I need help with a practical question about intention and action.
I had a brownie. I decided to eat half a brownie now, and save half for later.
Then, a few moments after making that decision, I found myself finishing the very last bite of the whole brownie.
This short-circuited my whole understanding of human intention and action. It's not as if I ate half a brownie, and then decided "Screw it, I'll eat the whole thing!" - but rather, without realizing, I ended up eating the whole thing. As if I had had a mindless episode of narcolepsy.
My questions are...
What can be said of this event? Can I say "I made a mistake"? What kind of mistake is it?

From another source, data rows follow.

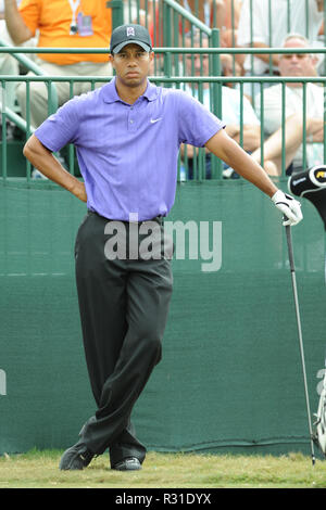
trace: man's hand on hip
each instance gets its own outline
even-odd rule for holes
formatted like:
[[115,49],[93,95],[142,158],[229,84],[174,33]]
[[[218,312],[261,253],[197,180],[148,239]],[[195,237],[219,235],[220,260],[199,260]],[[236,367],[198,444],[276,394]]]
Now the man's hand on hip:
[[303,218],[301,212],[301,204],[298,200],[294,200],[291,195],[284,193],[281,190],[277,190],[272,196],[272,201],[275,206],[287,217],[283,225],[297,225]]

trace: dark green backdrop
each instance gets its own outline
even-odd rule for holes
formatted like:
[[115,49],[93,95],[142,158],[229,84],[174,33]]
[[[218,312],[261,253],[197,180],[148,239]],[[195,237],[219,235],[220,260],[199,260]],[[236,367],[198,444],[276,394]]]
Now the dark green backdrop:
[[[292,235],[315,412],[326,346],[325,234],[313,206],[303,200],[302,207]],[[65,448],[95,411],[74,282],[84,214],[59,188],[1,184],[0,454]],[[134,411],[139,438],[162,451],[308,452],[280,214],[247,182],[191,182],[178,186],[168,219],[222,221],[222,267],[173,263],[163,359]]]

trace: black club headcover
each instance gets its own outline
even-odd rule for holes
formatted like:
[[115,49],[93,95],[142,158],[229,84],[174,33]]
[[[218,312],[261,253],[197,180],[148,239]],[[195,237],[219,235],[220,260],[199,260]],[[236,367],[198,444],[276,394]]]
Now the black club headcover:
[[289,192],[310,200],[319,213],[326,230],[326,165],[292,175],[288,180]]

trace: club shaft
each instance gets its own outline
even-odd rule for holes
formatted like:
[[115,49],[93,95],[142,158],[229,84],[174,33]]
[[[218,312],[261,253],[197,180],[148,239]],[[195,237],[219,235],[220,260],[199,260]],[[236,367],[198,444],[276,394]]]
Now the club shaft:
[[293,247],[292,247],[292,239],[291,239],[291,227],[289,225],[286,226],[286,234],[287,234],[289,263],[290,263],[291,280],[292,280],[292,289],[293,289],[293,297],[294,297],[294,307],[296,307],[297,326],[298,326],[298,334],[299,334],[299,345],[300,345],[302,372],[303,372],[303,383],[304,383],[304,392],[305,392],[306,412],[308,412],[308,420],[309,420],[309,433],[310,433],[310,442],[311,442],[311,454],[312,454],[312,462],[314,464],[315,463],[315,454],[314,454],[313,431],[312,431],[312,421],[311,421],[311,411],[310,411],[310,399],[309,399],[308,381],[306,381],[305,357],[304,357],[304,348],[303,348],[299,299],[298,299],[297,278],[296,278],[296,269],[294,269],[294,256],[293,256]]

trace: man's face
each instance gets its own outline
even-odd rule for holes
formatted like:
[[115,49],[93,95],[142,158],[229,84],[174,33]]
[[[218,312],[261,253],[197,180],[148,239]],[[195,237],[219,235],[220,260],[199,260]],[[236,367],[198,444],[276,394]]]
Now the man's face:
[[[292,38],[286,41],[284,48],[306,48],[302,39]],[[315,76],[316,60],[306,53],[283,53],[279,59],[280,76]],[[297,86],[299,84],[292,84]]]
[[[187,41],[186,46],[191,48],[190,41]],[[202,44],[193,43],[193,47],[198,48],[208,48],[205,42]],[[187,67],[187,75],[188,76],[209,76],[210,69],[210,59],[208,54],[186,54],[186,67]]]
[[117,78],[128,87],[138,87],[147,79],[154,54],[138,44],[127,44],[110,56]]

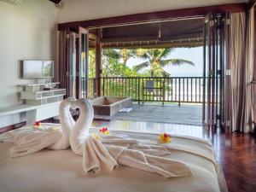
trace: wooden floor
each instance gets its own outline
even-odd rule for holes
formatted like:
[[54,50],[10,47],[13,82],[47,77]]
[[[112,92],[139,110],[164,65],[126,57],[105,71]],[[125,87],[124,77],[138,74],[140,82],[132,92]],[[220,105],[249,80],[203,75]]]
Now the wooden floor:
[[133,104],[130,113],[117,113],[112,117],[96,115],[98,119],[146,121],[176,125],[201,125],[201,104]]
[[94,126],[143,132],[169,132],[209,137],[222,166],[230,192],[256,191],[256,139],[249,134],[207,134],[201,126],[127,120],[95,120]]

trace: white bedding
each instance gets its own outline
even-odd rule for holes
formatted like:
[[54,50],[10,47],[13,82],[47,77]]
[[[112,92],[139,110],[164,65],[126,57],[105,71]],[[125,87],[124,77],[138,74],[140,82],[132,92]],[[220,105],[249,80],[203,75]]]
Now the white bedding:
[[[90,129],[90,132],[98,131]],[[154,143],[155,134],[113,131],[129,135],[145,143]],[[157,174],[125,166],[111,173],[88,176],[82,168],[82,158],[70,149],[38,153],[19,157],[9,156],[12,143],[0,143],[0,191],[226,191],[218,179],[218,166],[208,142],[202,139],[174,137],[168,146],[172,160],[184,162],[193,172],[190,177],[165,178]],[[222,183],[222,184],[219,184]]]

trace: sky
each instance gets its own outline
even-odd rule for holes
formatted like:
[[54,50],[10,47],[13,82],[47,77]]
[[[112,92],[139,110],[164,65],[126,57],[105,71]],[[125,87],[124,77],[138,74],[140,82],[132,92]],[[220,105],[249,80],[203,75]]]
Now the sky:
[[[203,48],[176,48],[171,53],[170,59],[184,59],[195,63],[195,66],[183,64],[182,66],[168,66],[165,69],[171,73],[171,77],[201,77],[203,70]],[[127,66],[133,66],[143,62],[143,60],[131,58],[127,61]]]

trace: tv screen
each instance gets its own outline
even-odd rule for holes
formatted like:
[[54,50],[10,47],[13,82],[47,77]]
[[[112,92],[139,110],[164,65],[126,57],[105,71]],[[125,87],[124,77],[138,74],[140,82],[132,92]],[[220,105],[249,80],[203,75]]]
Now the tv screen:
[[39,79],[54,77],[53,61],[23,61],[22,78]]

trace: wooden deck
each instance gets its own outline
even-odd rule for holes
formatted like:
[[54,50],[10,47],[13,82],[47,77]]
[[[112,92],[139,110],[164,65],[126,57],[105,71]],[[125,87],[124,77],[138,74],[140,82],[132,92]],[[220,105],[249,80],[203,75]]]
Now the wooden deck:
[[130,113],[117,113],[112,117],[95,116],[96,119],[129,120],[166,123],[173,125],[201,125],[202,107],[200,104],[133,104]]

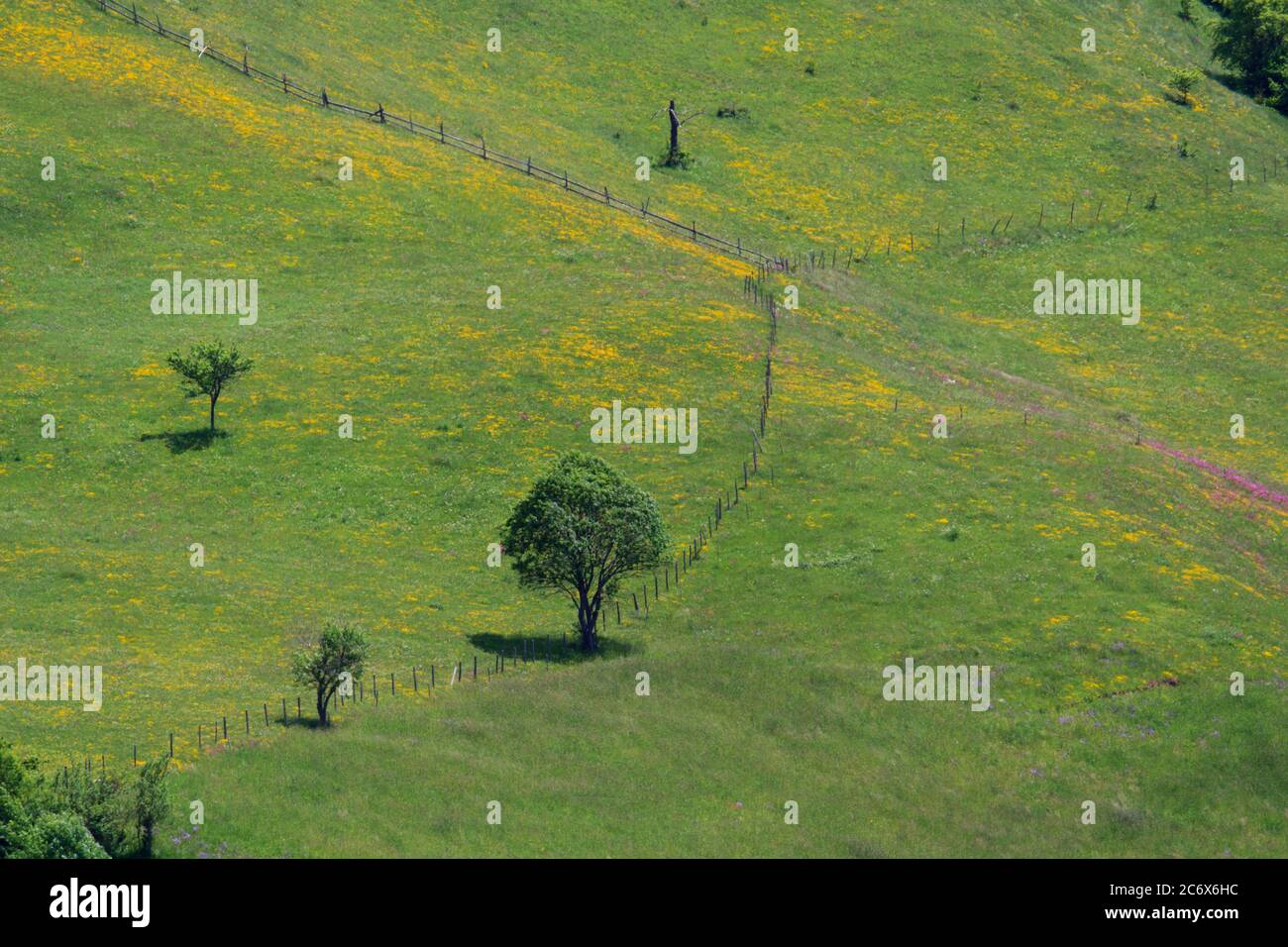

What can be said of my intention? Did I really have the intention to eat only half the brownie?
If someone asked me now: "Why did you eat the whole brownie?"... I am tempted to say my sincere answer is one of the funny answers Elizabeth Anscombe explains in the chapters 6, 7, 17 and 18 of her monograph "Intention":
- I didn't know I was eating the whole brownie!
- I don't know why I did it.
- For no particular reason.
I could even clarify:
- Oh, I didn't mean to eat the whole thing!
So... was it an accident? A mistake? Something else?
And of course, there is the obvious observation that "you just had a mindless lapse of joy while enjoying the brownie and momentarily forgot about your plan to save half". But then that kind of undermines the whole notion of intention as an "itinerary for the future", as Robert Audi might propose.
Can anyone help me understand what happened, and how I can avoid it in the future?
The key I want to learn more about, is the relationship between intention/action on one hand, and sensory impulses on the other. The contrast between wanting and craving. Or put differently, the contrast between wanting something vs. wanting to want something. (1st vs 2nd order desires).
Thanks in advance!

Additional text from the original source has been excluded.